Lettre XXIII : Miss Bennet à Mrs. Darcy
Longbourn, le 17 mars 1814
Ma très chère Lizzie,
Je te demande pardon de ne pas t'avoir répondu plus tôt, mais la fin de notre séjour londonien a été telle que j'ai le regret de dire que je n'ai pas eu une minute pour t'écrire. Mais désormais, nous voici rentrées de Londres où nous avons laissé mon cher Charles qui devait encore y régler quelques affaires urgentes. Nous sommes donc arrivé hier et Papa m'a semblé absolument ravi de nous revoir. Il faut dire que Lydia était positivement surexcitée, et Papa était, je crois, content de voir d'autres personnes pour l'aider à la supporter. Enfin, tout du moins était-elle contente aussi de nous revoir. Maman, tu t'en doute, était ravie de retrouver sa benjamine, Mary était soulagée de quitter Londres pour retrouver la calme atmosphère de Longbourn.
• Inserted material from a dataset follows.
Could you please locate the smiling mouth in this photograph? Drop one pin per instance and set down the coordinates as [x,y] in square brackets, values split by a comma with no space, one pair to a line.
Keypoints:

Quand à Kitty et moi, nous sommes sans doute les moins satisfaites de notre retour, car nous laissons toutes deux nos prétendants à Londres, mais nous étions cependant heureuses aussi de retrouver notre foyer. Ceci dit, je pense que c'est une bonne chose que Kitty soit éloignée quelques temps du Baron. Elle est encore bien jeune, et l'éloignement lui permettra sans doute de discerner plus sereinement si ce qu'elle ressent est une simple inclination ou une affection véritable. Lui-même, il faut le dire, semblait assez clair dans ses intentions envers elle. Je pense qu'à l'image de ton époux, il est assez réservé, mais sait parfaitement ce qu'il veut tout en sachant dans le même temps respecter les vœux de l'objet de son affection. Quoiqu'il en soit, ce séjour auprès de notre tante et sans notre benjamine a été très profitable à notre petite sœur. Elle s'est considérablement assagie et regarde désormais avec honte son comportement passé, ce qui n 'est pas sans me remplir de fierté.
Quand à Lydia, il semble que son quasi-emprisonnement pour reprendre ses propres mots, aient quand même porté quelques fruits, car elle m'a paru un peu moins agité et un peu plus digne qu'auparavant. J'espère qu'elle suivra l'exemple de sa sœur, mais je crains qu'un mois ne soit guère suffisant pour corriger un comportement gâté pendant 16 ans.
Pour le mariage, nous avons toutes trouvé nos robes : elles sont absolument ravissantes. Je redoute cependant le repas de noces, car Maman a vu, comme tu t'en doutes, les choses en grand : tu ne connais pas ta chance d'avoir eu des fiançailles assez courtes, car Maman semble décider à rattraper ce qu'elle n'a pas pu faire pour célébrer dignement le mariage de sa fille avec le gentleman le plus riche du Derbyshire. J'essaye de la refréner, mais je crains que la tâche ne soit impossible. J'entends qu'on m'appelle, une lettre est arrivée pour moi. Peut-être est-ce déjà une lettre de Charles ?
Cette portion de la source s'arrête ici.